Since Google needs loads of processors for its other services, it is likely that the number of CPUs that the company buys from AMD or Intel is still very high and is not going to decrease any time soon as it will be years before Google's own datacenter-grade system-on-chips (SoCs) will be ready.
It is also noteworthy that in an attempt to use innovative encoding technologies (e.g., AV1) right now, Google needs to use general-purpose CPUs even for YouTube as the Argos does not support the codec. Furthermore, as more efficient codecs emerge (and these tend to be more demanding in terms of compute horsepower), Google will have to continue to use CPUs for initial deployments. Ironically, the advantage of dedicated hardware will only grow in the future.
Google is already working on its second-gen VCU that supports AV1, H.264, and VP9 codecs as its needs to further increase the efficiency of its encoding technologies. It is unclear when the new VCUs will be deployed, but it is clear that the company wants to use its own SoCs instead of general-purpose processors where possible.
Intel Isn't Standing Still
Intel isn't standing still, though. The company's DG1 Xe-LP-based quad-chip SG1 server card can decode up to 28 4Kp60 streams as well as transcode up to 12 simultaneous streams. Essentially, Intel's SG1 does exactly what Google's Argos VCU does: scale video decoding and transcoding performance separately from the server count and thus reduce the number of general-purpose processors required in a data center used for video applications.

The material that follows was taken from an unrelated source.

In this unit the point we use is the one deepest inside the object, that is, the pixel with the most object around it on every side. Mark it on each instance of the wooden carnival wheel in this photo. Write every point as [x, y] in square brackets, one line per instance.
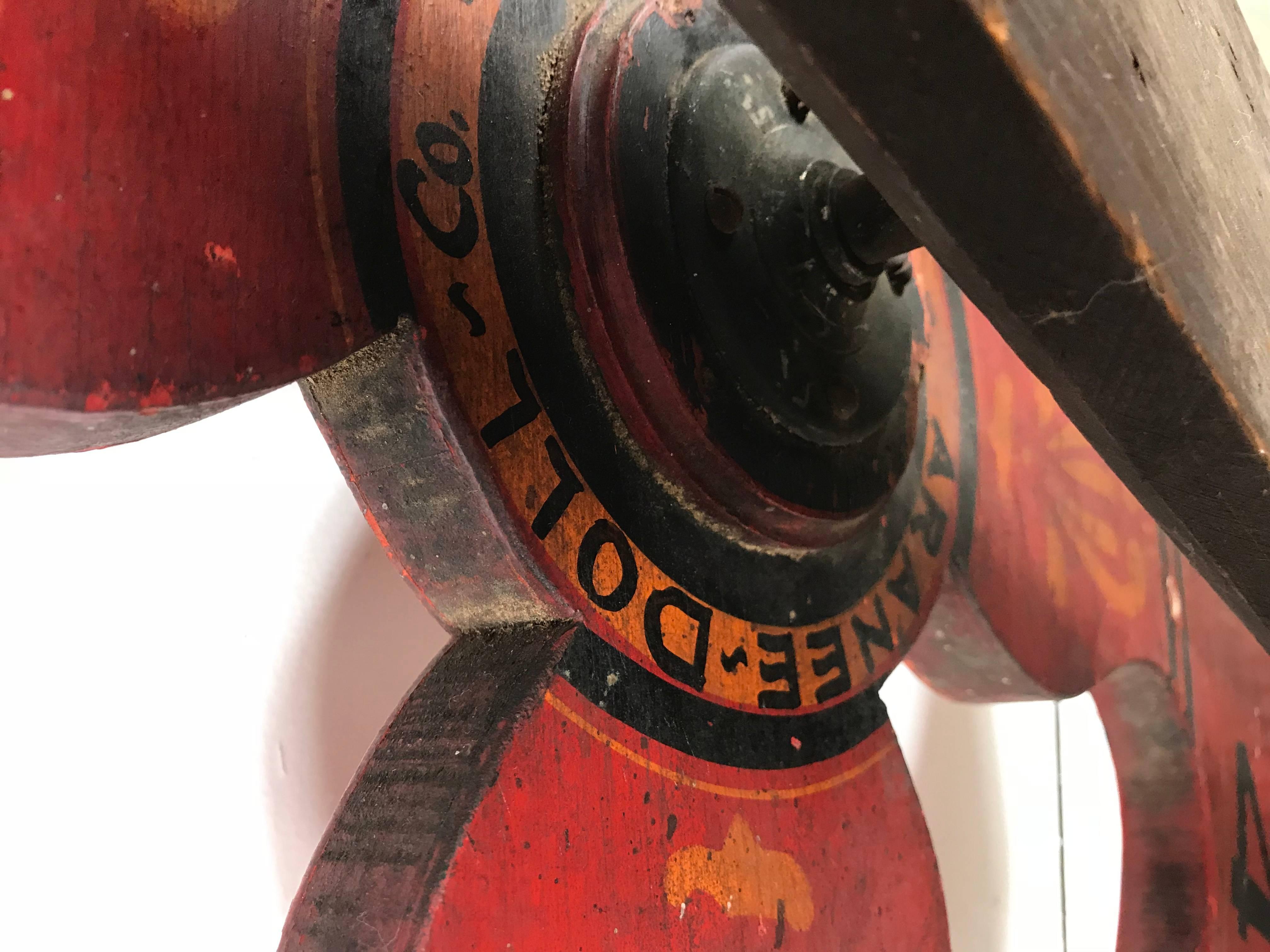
[641, 393]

With its upcoming single-tile Xe-HP GPU, Intel will offer transcoding of 10 high-quality 4Kp60 streams simultaneously. Keeping in mind that some of Xe-HP GPUs will scale to four tiles, and more than one GPU can be installed per system, Intel's market-leading media decoding and encoding capabilities will only become even more solid.
Google has managed to build a remarkable H.264 and VP9-supporting video (trans)coding unit (VCU) that can offer significantly higher efficiency in video encoding/transcoding workloads than Intel's existing CPUs. Furthermore, VCUs enable Google to scale its video encoding/transcoding performance independently from the number of servers.
Yet, Intel already has its Xe-LP GPUs and SG1 cards that offer some serious video decoding and encoding capabilities, too, so Intel will still be successful in datacenters with heavy video streaming workloads. Furthermore, with the emergence of Intel's Xe-HP GPUs, the company promises to solidify its position in this market.
It's easy to hate on intel but at least they'll sell to anyone.
The tech is amazing though. What process node and foundry are these being made on?
Have the most recent iterations of hardware encoders improved that much that they are on par or better than software based video encoding?
And is it true that the incredible performance of M1 chips in video encoding/decoding tasks is due to some implemented sophisticated hardware accelerators in the iGPU?
FPGA based SmartNICs are also being promoted for fixed operation streaming.
Seriously. Youtube is damned near unwatchable without an ad blocker now.